As your marketing machine comes together, additional efficiencies can be gained by creating a cohesive brand look and feel, scalable systems for generating ownable creative and big campaign-level messages that can be deployed through all channels at once.
A strong brand creates a moat of defensibility around your company. For example, the best brands can raise prices (think Apple) and customers will continue to buy the product because the cost of switching is too high (functionally and/or emotionally).
Your brand is a reflection of your values, your mission and how customers perceive you. Brand is an incredibly powerful internal and external asset. It impacts who you hire (missionaries vs. mercenaries) and who you exist to serve. It also differentiates you from competitors.

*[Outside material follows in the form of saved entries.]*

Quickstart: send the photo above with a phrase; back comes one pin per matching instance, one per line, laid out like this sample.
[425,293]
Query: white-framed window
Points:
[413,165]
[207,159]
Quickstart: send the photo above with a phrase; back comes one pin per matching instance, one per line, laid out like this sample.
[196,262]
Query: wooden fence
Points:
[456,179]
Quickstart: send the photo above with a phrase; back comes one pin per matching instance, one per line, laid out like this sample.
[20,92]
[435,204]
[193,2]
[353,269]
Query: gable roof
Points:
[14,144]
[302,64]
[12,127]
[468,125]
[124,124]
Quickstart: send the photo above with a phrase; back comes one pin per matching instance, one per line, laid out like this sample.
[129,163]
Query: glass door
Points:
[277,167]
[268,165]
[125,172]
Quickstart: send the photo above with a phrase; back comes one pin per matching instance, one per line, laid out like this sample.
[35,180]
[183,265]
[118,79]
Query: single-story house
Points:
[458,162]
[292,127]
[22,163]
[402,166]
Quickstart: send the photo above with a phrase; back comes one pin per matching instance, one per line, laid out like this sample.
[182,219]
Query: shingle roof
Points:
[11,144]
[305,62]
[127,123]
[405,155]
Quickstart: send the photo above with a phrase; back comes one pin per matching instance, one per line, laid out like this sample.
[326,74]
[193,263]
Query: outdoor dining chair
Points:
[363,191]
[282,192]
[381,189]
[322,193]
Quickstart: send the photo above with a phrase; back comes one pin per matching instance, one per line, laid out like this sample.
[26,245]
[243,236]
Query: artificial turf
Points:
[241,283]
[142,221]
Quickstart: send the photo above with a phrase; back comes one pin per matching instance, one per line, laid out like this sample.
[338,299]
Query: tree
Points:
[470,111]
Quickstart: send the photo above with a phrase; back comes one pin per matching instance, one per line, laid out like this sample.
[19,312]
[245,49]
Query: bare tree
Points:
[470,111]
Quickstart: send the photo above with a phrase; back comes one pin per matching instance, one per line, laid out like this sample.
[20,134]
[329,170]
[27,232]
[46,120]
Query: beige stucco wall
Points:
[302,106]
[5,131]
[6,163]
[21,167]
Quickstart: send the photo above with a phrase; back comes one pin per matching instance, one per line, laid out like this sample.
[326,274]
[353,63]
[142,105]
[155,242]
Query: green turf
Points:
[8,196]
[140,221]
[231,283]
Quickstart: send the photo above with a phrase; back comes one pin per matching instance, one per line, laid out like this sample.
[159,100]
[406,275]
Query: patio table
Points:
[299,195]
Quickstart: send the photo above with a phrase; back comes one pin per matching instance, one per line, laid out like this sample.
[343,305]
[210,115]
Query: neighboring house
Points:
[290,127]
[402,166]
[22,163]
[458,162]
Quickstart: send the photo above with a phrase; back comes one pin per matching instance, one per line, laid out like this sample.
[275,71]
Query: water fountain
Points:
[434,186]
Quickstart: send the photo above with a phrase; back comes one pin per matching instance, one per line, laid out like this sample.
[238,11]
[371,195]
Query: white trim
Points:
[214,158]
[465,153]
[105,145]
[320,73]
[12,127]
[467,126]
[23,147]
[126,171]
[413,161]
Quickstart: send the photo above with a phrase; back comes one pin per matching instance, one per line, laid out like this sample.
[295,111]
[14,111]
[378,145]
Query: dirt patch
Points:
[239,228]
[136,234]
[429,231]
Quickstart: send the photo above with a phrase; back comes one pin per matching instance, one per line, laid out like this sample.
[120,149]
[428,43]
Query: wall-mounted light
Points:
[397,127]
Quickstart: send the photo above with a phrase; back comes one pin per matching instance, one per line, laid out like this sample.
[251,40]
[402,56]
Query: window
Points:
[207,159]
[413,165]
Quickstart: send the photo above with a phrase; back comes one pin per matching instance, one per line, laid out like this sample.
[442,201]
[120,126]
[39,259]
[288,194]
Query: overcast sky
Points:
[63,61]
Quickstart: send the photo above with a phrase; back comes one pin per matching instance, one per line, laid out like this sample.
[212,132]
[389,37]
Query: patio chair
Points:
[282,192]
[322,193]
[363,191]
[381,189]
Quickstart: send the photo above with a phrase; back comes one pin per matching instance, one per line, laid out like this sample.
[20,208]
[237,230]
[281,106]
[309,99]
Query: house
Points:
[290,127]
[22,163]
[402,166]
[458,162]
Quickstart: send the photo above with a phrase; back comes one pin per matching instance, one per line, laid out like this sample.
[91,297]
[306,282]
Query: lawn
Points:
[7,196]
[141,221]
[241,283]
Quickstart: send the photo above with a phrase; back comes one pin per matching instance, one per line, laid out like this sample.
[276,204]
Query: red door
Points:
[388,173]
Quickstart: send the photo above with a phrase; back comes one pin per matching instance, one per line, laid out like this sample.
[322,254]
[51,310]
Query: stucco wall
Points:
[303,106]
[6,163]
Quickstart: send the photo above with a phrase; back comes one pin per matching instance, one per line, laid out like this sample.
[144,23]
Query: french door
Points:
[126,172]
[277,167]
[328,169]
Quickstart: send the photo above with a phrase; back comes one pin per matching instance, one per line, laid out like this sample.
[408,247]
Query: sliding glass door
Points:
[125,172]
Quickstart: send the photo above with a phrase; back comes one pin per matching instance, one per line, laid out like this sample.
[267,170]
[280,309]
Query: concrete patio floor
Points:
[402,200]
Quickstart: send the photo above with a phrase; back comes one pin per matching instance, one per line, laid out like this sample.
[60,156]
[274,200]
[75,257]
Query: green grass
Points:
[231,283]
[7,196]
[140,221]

Being metrics focused is great but reaches a point of diminishing and ultimately negative returns if it becomes an excuse for being too inwardly focused (not talking to customers) or analysis paralysis (not making the hard choices).
Talking to customers is essential and you should chat with at least one customer every week. It will keep you grounded in the “why” underlying what you do and arm you with qualitative insights that will drive better decision making and intuition.
There are no shortcuts when it comes to great marketing. “Growth hacks” for products that don’t deliver real and lasting value are a waste of your and everyone else’s time. Remain laser focused on the customer and delivering the best experience possible. This is the north star.